This is a paradigm shift in how health care practitioners approach care, though it is gaining momentum in the health and wellness sphere. Instead of using weight or the antiquated BMI as a measure of health, we utilize a holistic approach that looks at the person as a whole. When we completed our education and training to become RDs, we committed to doing no harm, including recommending weight loss. For this reason, we take a weight neutral approach, meaning the number on the scale doesn’t dictate our care plan or influence our recommendations. It has been shown that weight stigma or bias is more likely to cause harm, resulting in poorer health outcomes as a product of being fat shamed, especially in a clinical setting. When fatphobia among health care providers is reflected on patients, those individuals are less likely to seek care and more likely to skip appointments as a result.

Steps YOU can take towards a HAES-based approach

Making peace with your body certainly doesn’t happen overnight, but there are actionable steps you can begin making today to start your journey to a more attuned approach to health. Rather than perpetually fighting your body’s natural biology and looking to external guidelines, you can start to look inward.

  1. Reject the diet mentality- This might ring some bells if you are familiar with the Intuitive Eating principles.

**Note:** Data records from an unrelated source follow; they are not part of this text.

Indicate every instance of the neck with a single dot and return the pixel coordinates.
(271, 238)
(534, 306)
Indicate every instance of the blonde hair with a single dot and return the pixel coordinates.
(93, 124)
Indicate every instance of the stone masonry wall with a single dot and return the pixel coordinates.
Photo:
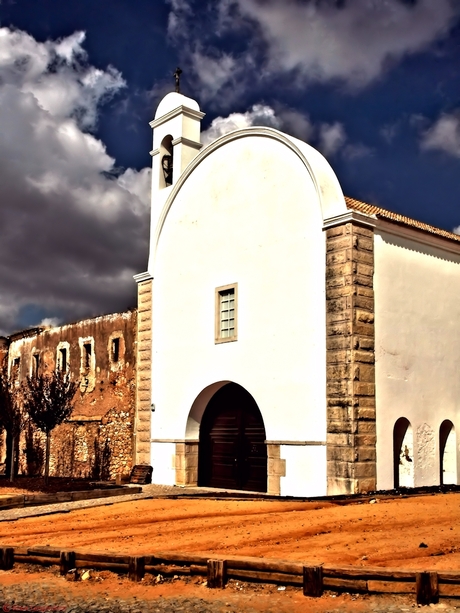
(144, 366)
(97, 439)
(351, 429)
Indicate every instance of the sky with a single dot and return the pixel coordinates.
(373, 84)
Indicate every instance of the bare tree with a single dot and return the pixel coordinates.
(48, 399)
(11, 416)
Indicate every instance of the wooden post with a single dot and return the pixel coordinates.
(313, 581)
(66, 561)
(6, 558)
(136, 568)
(217, 573)
(427, 588)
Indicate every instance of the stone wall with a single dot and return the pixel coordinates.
(97, 440)
(351, 428)
(144, 367)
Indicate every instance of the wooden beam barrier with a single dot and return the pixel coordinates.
(313, 581)
(66, 562)
(6, 558)
(264, 576)
(217, 573)
(427, 588)
(136, 568)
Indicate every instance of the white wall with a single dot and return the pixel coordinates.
(417, 335)
(304, 464)
(249, 213)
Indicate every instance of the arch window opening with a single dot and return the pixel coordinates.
(63, 360)
(166, 162)
(447, 453)
(403, 453)
(115, 349)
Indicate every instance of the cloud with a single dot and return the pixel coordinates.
(73, 227)
(350, 41)
(331, 138)
(444, 134)
(328, 138)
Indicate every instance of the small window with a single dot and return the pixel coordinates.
(63, 359)
(226, 305)
(115, 349)
(16, 365)
(87, 355)
(35, 364)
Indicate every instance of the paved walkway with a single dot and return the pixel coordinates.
(148, 491)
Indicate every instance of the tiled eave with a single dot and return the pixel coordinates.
(401, 220)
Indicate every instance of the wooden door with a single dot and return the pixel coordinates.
(233, 453)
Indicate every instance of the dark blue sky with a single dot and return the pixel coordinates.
(374, 85)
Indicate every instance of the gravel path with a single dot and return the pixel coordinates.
(148, 491)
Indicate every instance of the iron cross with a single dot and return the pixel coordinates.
(177, 75)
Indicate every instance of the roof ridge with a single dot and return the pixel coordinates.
(373, 209)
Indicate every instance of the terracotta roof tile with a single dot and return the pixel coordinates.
(372, 209)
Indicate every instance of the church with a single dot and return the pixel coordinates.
(291, 340)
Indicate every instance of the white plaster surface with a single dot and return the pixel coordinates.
(449, 475)
(417, 345)
(164, 472)
(306, 463)
(249, 213)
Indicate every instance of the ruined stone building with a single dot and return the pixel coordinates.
(291, 340)
(100, 353)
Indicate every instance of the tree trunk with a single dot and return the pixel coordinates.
(13, 463)
(9, 461)
(47, 457)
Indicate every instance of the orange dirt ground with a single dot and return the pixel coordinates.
(387, 533)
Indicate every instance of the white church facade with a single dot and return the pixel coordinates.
(290, 340)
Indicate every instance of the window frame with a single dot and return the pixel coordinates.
(219, 292)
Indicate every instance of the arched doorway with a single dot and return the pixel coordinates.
(403, 453)
(232, 451)
(447, 453)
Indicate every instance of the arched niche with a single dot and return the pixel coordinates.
(447, 453)
(403, 453)
(166, 162)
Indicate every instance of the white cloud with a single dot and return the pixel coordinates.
(258, 115)
(73, 229)
(331, 138)
(444, 134)
(328, 138)
(353, 151)
(214, 72)
(352, 41)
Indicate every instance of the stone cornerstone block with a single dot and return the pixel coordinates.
(143, 383)
(351, 458)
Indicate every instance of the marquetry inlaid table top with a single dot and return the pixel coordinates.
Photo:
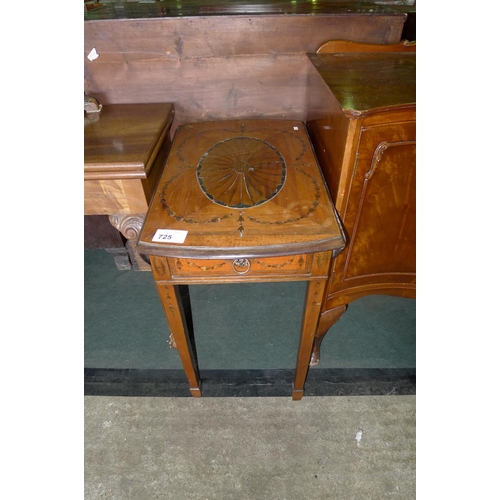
(241, 188)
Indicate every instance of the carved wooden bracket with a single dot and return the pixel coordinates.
(128, 224)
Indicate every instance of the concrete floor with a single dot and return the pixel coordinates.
(360, 447)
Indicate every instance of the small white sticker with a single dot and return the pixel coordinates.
(170, 236)
(93, 55)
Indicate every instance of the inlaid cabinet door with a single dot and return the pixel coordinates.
(381, 209)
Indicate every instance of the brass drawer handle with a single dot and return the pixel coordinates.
(242, 263)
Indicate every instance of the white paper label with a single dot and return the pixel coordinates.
(170, 236)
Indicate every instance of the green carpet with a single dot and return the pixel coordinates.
(237, 326)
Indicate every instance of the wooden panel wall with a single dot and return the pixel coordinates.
(220, 67)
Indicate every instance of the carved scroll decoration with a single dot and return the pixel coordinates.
(128, 224)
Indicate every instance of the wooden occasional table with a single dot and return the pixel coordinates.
(125, 148)
(241, 201)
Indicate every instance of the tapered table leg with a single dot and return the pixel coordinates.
(172, 304)
(312, 309)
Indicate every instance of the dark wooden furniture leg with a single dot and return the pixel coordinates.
(312, 309)
(326, 321)
(174, 310)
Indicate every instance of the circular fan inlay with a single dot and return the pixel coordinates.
(241, 172)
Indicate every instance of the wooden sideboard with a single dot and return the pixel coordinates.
(364, 134)
(125, 148)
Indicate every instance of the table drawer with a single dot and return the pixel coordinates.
(225, 268)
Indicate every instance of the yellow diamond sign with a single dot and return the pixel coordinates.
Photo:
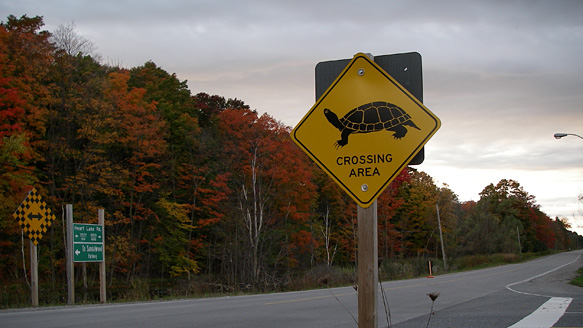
(365, 129)
(34, 216)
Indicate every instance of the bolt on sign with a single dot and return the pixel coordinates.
(365, 129)
(34, 216)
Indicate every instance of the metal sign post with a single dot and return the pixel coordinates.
(364, 129)
(368, 269)
(35, 218)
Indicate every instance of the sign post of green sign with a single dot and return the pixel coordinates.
(87, 242)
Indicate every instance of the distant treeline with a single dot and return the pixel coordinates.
(199, 185)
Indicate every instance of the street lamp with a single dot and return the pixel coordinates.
(560, 135)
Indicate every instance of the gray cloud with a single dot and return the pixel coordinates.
(503, 76)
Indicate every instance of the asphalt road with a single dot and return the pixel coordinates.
(493, 297)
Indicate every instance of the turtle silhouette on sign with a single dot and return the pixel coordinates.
(371, 117)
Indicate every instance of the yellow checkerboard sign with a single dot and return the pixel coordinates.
(34, 216)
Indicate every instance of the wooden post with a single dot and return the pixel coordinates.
(102, 283)
(368, 269)
(70, 267)
(33, 274)
(441, 238)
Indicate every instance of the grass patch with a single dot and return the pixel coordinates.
(578, 280)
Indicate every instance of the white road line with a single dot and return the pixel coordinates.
(546, 315)
(509, 286)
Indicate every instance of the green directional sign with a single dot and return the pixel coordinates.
(87, 242)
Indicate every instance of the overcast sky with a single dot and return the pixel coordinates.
(503, 76)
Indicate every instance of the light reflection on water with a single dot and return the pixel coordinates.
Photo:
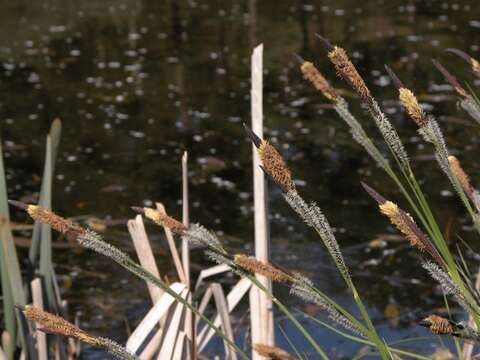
(138, 82)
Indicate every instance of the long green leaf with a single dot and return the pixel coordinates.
(53, 141)
(12, 286)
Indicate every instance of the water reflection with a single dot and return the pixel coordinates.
(138, 82)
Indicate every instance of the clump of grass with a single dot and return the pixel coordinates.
(93, 241)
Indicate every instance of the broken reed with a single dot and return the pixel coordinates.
(93, 241)
(314, 217)
(245, 265)
(54, 324)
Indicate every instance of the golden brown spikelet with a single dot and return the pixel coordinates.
(438, 325)
(412, 107)
(275, 167)
(57, 325)
(392, 211)
(272, 352)
(347, 71)
(57, 222)
(255, 266)
(461, 176)
(163, 219)
(407, 226)
(311, 73)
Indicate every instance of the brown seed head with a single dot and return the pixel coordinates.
(311, 73)
(438, 325)
(163, 219)
(275, 167)
(57, 223)
(392, 211)
(272, 352)
(56, 325)
(461, 176)
(412, 107)
(348, 72)
(255, 266)
(407, 226)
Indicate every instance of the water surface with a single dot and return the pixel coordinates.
(137, 83)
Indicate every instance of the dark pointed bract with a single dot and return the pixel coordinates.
(459, 53)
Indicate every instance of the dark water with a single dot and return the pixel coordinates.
(136, 83)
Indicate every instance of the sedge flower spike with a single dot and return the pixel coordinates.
(54, 324)
(405, 224)
(272, 162)
(347, 70)
(253, 265)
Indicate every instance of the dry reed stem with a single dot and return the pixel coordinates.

    Acknowledge that diets are unsuccessful in the long run, as our weight is ultimately out of our control & that they hurt our physical and psychological health  

  2. Set realistic, non weight-oriented goals for your health that align with your VALUES

  3. Adopt a self-care routine that focuses on your mental, emotional and spiritual health

    Have exercise be an accessory to your life that is enjoyable, not a punishment that ultimately sacrifices your health

  4. Buy and wear clothes for your NOW body, not a make-believe “future” body

    Wearing clothes that are comfortable and make you feel your best will leave you less vulnerable to the temptation to restrict or diet

  5. Empower yourself through self-educating

Arm yourself with knowledge on Intuitive Eating and HAES resources including the work of Linda Bacon and the book by Evelyn Tribole and Elyse Resch

Why your weight is the least interesting thing about you

At the end of the day, your weight is simply a number; a number that provides us with little valuable information (unless of course you are on a weight restoration protocol as part of your ED recovery!). It is as benign as your street address. We know that nutrition and health is much more nuanced and complex than a simple calories in, calories out equation. We at NourishRX believe that YOU are the expert of your own body, and we are the facilitators in helping that inner wisdom come to light. We care more about your relationship with food and your overall lifestyle than what you actually eat. We utilize HAES principles because we know that you can be healthy right NOW by adopting health-enhancing behaviors, not once you attain the illusive “x” weight on the scale. You value as a human is so much more than that.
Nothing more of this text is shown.